Masked Representation Modeling for Domain-Adaptive Segmentation¶

Conference: CVPR 2026
arXiv: 2509.13801
Code: https://github.com/Wenlve-Zhou/MRM
Area: Semantic Segmentation / Unsupervised Domain Adaptation
Keywords: unsupervised domain adaptation, masked representation modeling, semantic segmentation, auxiliary task, Rebuilder

TL;DR¶

The paper proposes Masked Representation Modeling (MRM), which randomly masks and reconstructs features in the encoder's latent space and supervises the reconstruction with a pixel classification loss. As a plug-in auxiliary task it lifts four UDA baselines by an average of +2.3 / +2.8 mIoU on GTA→Cityscapes / Synthia→Cityscapes, with zero inference-time overhead.

Background & Motivation¶

Background: Unsupervised domain adaptation (UDA) for semantic segmentation transfers knowledge from a labelled source domain (e.g. synthetic GTA) to an unlabelled target domain (e.g. real-world Cityscapes). Mainstream approaches include adversarial training, self-training, and efficient architecture design. Auxiliary self-supervised tasks (e.g. contrastive learning) have been shown to enhance feature discriminativeness, but another important paradigm — masked image modelling (MIM, e.g. MAE) — has barely been explored for UDA segmentation.

Limitations of Prior Work: There are two root reasons MIM has not been adopted. First, an input-structure constraint: MIM masks patches at the input and feeds only visible patches into the encoder, which directly conflicts with segmentation architectures such as DeepLab and DAFormer that need to process the full image. Second, an objective conflict: MIM's goal is to reconstruct pixel values inside masked regions element-wise, which is a low-level objective inconsistent with the high-level semantic classification objective required for segmentation, potentially introducing optimization interference.

Key Challenge: Masked modelling can bring global contextual reasoning and feature robustness, but its input-side operation and pixel reconstruction objective both block its use in UDA segmentation.

Goal: Retain the benefits of masked modelling (global reasoning, feature regularization) while removing both its architectural incompatibility and its objective mismatch with the segmentation task.
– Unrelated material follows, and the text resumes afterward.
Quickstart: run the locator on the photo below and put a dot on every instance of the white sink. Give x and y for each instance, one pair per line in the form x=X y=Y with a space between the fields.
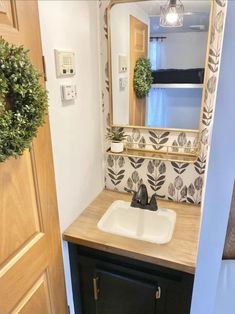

Key Insight: Move the masking from input space to latent feature space — the encoder still processes the full image, masking is performed on the encoder output, a lightweight module reconstructs the masked features, and the reconstructed features are sent to the original segmentation decoder for pixel classification. This avoids modifying the input pipeline and lets the auxiliary task share the same optimization objective as the main task.

Core Idea: Do masked modelling in feature space, not input space; supervise reconstruction with a classification loss, not regression.

Method¶

Overall Architecture¶

MRM is embedded into existing UDA pipelines as an auxiliary training task and does not modify the network architecture. The full flow: (1) the target-domain image \(x^t\) is passed through the encoder \(E(\cdot)\) to obtain features \(f^t\); (2) the Rebuilder \(R(\cdot)\) masks \(f^t\) and reconstructs it, producing \(f^r\); (3) \(f^r\) goes through the original segmentation decoder \(D(\cdot)\) for pixel classification, supervised by pseudo-labels \(\tilde{y}\) via cross entropy. After training the Rebuilder is removed entirely, so inference is identical to the base model. The total loss is

\[\mathcal{L}_{overall} = \mathcal{L}_{sup} + \mathcal{L}_{uda} + \lambda \mathcal{L}_{mrm}\]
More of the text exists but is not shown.